The authors consider a system with M classes. Class k receives Poisson arrivals at rate λ_k and has exponentially distributed service requirements with mean 1/µ_k. The overall load ρ = Σ_k λ_k/µ_k is assumed to be less than one, guaranteeing stability. For a weight vector g = (g₁,…,g_M) > 0, each job in class k receives instantaneous service rate g_k / Σ_i g_i N_i, where N_i is the current number of jobs in class i. When all weights are equal, DPS reduces to the classic Processor Sharing (PS) discipline.

A central problem is to compare two weight vectors, α and β, and to determine which yields a smaller expected total sojourn time T_DPS(g) = Σ_k (λ_k/λ) T_k(g), where T_k(g) are class‑specific mean sojourn times. Prior work showed that T_k(g) can be obtained as the solution of a linear system of equations (Equation 1 in the paper). The authors rewrite this system in matrix form, introducing matrices A(g) and D(g) that capture cross‑class interactions, and define σ(g)_{ij} = g_j µ_i / (g_i µ_j + g_j µ_i).

The main theoretical contribution is Theorem 1. It states that if both α and β belong to the set G (i.e., their components are non‑increasing: α₁≥α₂≥…≥α_M and similarly for β) and if the ratios satisfy α_{i+1}/α_i ≤ β_{i+1}/β_i for all i = 1,…,M−1, then the expected sojourn time under α is no larger than under β, provided an additional condition on the service‑rate means holds: µ_{j+1}/µ_j ≤ 1−ρ for every j = 1,…,M−1. This condition ensures that the means of the classes are sufficiently separated; it is sufficient but not necessary, and it becomes less restrictive as the overall load ρ decreases.

The proof proceeds by expressing T_DPS(g) as a quadratic form involving the inverse of (E−B(g)), where B(g)=A(g)+D(g). The authors introduce the vector y = 1ᵗ (E−B(α))^{-1} M, with M = diag(µ₁,…,µ_M). Lemma 7 shows that if y’s components are ordered non‑increasingly (y₁≥y₂≥…≥y_M), then the difference T_DPS(α)−T_DPS(β) is non‑positive. Lemma 8 establishes that the ordering of y is guaranteed precisely under the mean‑separation condition µ_{j+1}/µ_j ≤ 1−ρ. Lemma 5 and Lemma 6 link the ratio condition on α and β to monotonicity properties of σ(·)_{ij}, which in turn affect the sign of the terms in the quadratic form.
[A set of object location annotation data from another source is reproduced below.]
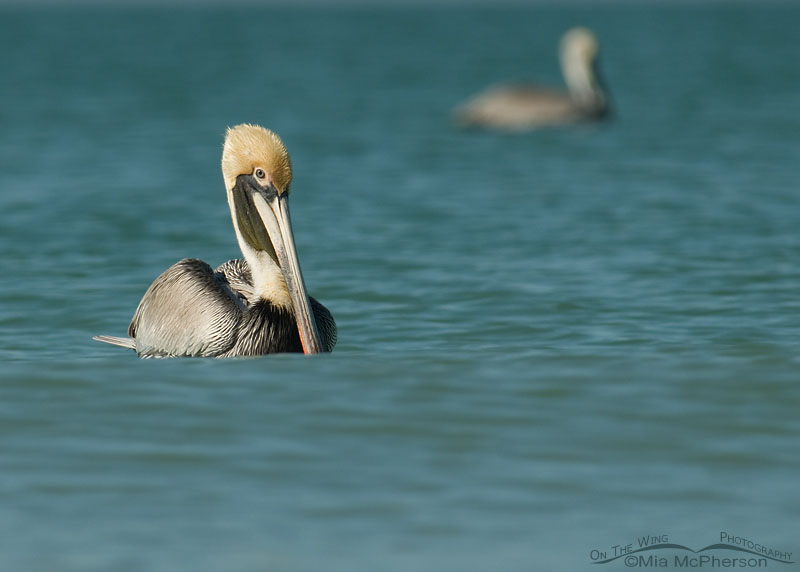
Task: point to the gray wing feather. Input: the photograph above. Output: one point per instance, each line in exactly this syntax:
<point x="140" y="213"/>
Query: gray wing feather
<point x="190" y="310"/>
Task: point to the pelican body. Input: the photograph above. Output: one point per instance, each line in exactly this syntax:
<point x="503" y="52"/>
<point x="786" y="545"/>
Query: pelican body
<point x="530" y="106"/>
<point x="251" y="306"/>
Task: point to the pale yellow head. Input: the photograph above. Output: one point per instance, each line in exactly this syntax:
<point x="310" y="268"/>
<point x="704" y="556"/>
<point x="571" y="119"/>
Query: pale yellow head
<point x="251" y="147"/>
<point x="579" y="44"/>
When the mean‑separation condition is violated for a pair of adjacent classes, the authors propose setting the corresponding weights equal (α_{j+1}=α_j, β_{j+1}=β_j). This adjustment restores the required ordering of y and thus preserves the monotonicity result. Consequently, classes with similar means can be merged and assigned identical weights, effectively relaxing the restrictive condition.

The paper also extends the result to the case where arrival rates λ_i differ from one. By scaling all λ_i to a common factor q (or by representing rational λ_i as p_i/q and using continuity arguments for real λ_i), the same monotonicity theorem holds without altering the condition on the means.

Numerical experiments illustrate the theory. With three classes (M=3) and weight vectors parameterized as g(x) = (x−1, x−2, x−3) / Σ_i (x−i) for x>1, the authors plot T_DPS(g(x)) versus x. In the first scenario (µ₁=160, µ₂=14, µ₃=1, λ_i=1, ρ≈0.91) the mean‑separation condition is satisfied, and the plot shows a monotone decrease of T_DPS as x grows, confirming the theorem. In a second scenario (µ₁=5, µ₂=4, µ₃=3, λ_i=1, ρ≈0.9) the condition fails, and the curve exhibits non‑monotonic behavior, demonstrating the necessity of the condition.

Overall, the study provides a clear, mathematically rigorous guideline for weight selection in DPS systems: assign larger weights to classes with larger service rates, ensure that the ratios of successive weights are ordered consistently, and, when class means are close, treat those classes as a single group with equal weight. This guidance can be directly applied to design of fair and efficient resource‑allocation mechanisms in telecommunications, data centers, and operating‑system schedulers.

The authors conclude that the monotonicity result deepens the understanding of DPS dynamics, offers a practical sufficient condition for performance improvement, and opens avenues for further research on optimal weight design under more general service‑time distributions or in overloaded regimes.